Quartet is Rhys' first novel, a novel with a key, autobiographical but thinly veiled by a façade of fiction. Her husband leaves her for jail, and she finds herself taken in by a couple who seem to rule the scene of 1920s Paris society. You feel the allure, confusion, and independence of her youth as she becomes embroiled in their couplehood. The characters form a ever-shifting love square, rectangle or rhombus, with her as the 1st, the wife the 2nd, the husband the 3rd, and her imprisoned husband the 4th.— Angelina
“[Quartet’s] abiding power arises from [Jean Rhys’s] ability to convey the complex vectors of desire and repulsion that move between the characters, distorted by the intractable demands of convention, even in this supposedly liberal bohemian society.” —from the introduction by Claire Messud
Quartet, Jean Rhys’s first novel, launched her literary career in the late 1920s, and today remains an incisive, sinister tale of love and obsession.
After her husband, Stephan, is arrested, Marya finds herself destitute in Paris.
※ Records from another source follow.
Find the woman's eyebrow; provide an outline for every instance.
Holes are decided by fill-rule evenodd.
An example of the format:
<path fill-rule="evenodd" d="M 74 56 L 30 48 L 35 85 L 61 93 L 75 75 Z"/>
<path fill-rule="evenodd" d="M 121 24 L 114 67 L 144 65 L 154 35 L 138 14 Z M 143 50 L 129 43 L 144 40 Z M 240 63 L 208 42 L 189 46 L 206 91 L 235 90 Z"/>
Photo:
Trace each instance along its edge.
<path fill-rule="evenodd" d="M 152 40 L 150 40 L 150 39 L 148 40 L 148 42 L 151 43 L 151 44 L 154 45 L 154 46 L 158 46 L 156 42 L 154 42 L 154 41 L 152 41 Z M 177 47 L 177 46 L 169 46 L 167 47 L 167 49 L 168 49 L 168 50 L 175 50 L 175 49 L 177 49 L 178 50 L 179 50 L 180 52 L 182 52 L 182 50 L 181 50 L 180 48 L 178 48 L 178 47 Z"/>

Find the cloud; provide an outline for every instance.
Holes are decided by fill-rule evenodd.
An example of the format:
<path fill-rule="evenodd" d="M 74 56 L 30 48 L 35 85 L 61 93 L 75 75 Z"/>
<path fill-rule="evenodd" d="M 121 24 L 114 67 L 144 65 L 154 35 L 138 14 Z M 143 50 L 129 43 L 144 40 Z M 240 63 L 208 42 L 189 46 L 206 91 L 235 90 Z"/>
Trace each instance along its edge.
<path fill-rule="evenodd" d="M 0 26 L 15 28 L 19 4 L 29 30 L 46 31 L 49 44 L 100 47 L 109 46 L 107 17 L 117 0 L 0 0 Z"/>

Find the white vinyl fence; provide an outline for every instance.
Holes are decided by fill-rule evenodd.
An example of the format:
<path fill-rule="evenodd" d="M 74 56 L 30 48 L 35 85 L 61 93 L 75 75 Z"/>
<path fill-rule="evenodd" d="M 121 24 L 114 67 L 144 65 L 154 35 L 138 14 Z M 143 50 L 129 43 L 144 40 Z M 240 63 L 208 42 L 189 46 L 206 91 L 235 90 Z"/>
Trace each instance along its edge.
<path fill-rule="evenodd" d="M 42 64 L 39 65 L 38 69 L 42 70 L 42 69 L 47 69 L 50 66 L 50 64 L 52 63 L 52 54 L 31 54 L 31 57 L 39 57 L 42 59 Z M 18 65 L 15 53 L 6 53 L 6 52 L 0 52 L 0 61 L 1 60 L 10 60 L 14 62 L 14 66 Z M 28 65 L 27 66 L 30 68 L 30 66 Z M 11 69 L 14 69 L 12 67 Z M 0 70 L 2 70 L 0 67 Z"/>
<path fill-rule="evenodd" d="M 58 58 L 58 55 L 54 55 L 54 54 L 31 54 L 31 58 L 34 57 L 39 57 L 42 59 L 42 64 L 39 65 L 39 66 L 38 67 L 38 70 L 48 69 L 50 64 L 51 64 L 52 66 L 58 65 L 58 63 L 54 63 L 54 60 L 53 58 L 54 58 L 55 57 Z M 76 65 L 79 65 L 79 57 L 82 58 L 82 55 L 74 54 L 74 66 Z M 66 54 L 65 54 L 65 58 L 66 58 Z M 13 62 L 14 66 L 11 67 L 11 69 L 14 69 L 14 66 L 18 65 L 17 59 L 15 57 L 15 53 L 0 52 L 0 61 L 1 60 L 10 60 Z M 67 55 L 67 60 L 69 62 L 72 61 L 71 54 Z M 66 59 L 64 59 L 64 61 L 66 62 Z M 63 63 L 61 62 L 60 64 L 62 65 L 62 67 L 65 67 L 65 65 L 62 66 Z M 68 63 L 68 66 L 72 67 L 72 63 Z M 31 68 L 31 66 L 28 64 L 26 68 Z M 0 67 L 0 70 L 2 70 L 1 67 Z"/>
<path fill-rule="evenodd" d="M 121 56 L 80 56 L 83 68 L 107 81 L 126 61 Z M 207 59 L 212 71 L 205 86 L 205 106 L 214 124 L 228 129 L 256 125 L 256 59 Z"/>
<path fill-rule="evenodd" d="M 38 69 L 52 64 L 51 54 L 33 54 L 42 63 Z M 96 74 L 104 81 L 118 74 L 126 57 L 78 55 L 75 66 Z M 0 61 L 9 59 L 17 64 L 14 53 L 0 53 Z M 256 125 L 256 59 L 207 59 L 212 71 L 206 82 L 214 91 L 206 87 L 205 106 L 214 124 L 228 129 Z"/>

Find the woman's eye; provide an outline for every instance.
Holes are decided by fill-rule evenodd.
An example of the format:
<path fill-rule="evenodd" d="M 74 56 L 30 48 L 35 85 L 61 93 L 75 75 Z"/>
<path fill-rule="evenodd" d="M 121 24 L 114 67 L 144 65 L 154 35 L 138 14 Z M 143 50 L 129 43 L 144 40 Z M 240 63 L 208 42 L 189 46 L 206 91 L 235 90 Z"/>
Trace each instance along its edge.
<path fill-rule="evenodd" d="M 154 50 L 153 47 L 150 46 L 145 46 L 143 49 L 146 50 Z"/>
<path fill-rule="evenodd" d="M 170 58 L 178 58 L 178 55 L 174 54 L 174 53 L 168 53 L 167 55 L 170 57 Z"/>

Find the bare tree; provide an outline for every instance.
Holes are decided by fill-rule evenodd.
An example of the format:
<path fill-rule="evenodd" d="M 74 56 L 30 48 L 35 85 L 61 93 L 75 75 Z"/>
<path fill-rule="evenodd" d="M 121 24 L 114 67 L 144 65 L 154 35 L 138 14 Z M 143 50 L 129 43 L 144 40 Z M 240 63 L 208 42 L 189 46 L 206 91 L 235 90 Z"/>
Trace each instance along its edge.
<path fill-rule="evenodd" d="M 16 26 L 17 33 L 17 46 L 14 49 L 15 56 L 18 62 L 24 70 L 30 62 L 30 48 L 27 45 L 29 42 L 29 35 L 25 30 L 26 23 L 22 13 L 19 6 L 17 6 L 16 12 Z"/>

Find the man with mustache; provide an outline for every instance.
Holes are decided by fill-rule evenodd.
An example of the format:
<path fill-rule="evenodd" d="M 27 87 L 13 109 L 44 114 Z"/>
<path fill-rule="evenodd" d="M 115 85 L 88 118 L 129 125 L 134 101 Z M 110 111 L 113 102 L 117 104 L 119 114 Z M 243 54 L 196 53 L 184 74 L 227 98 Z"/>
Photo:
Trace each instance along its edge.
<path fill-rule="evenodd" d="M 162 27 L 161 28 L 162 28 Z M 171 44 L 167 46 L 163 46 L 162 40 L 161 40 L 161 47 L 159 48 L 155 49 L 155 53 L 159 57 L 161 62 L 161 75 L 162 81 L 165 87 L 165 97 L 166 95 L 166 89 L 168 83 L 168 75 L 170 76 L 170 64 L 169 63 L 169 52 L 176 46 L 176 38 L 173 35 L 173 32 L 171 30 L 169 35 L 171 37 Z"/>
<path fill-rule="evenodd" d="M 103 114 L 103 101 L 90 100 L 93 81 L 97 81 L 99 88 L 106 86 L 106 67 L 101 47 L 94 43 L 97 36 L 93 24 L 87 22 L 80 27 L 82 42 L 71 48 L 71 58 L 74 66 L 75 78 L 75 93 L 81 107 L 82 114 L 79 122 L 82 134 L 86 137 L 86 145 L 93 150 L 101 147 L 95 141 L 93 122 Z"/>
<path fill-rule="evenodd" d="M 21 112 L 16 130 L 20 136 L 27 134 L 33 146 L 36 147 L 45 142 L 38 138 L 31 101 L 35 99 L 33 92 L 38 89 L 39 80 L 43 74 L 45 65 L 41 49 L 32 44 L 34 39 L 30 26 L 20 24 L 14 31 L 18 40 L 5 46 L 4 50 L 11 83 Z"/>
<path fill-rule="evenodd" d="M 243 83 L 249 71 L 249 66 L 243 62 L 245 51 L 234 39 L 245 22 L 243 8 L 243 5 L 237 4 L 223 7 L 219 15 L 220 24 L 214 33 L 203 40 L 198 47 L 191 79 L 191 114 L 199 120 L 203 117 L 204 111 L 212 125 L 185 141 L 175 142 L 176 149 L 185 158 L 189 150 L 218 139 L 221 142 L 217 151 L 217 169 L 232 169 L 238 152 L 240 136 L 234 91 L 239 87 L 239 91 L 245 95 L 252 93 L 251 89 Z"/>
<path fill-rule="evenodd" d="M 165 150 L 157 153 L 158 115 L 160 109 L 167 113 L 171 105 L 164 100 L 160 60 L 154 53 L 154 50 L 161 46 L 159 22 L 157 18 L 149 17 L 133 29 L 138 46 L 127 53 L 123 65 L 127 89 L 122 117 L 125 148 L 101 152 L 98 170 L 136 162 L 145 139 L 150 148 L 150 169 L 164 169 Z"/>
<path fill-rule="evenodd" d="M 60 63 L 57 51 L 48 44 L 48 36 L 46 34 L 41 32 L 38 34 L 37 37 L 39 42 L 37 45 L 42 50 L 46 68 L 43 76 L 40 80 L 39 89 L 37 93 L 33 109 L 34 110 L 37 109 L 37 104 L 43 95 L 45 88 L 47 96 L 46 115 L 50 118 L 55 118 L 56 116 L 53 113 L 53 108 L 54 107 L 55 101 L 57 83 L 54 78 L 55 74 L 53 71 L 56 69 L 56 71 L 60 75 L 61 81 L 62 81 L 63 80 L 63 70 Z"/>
With nowhere else to turn, she accepts the hospitality of an English couple living on the fringes of the artistic world. Yet as Marya is drawn inexorably into their universe, she becomes entangled in a bizarre sexual and psychological relationship that frightens even as it fascinates her—and as the date of Stephan’s release from prison draws near, Marya’s new life splits apart at the seams.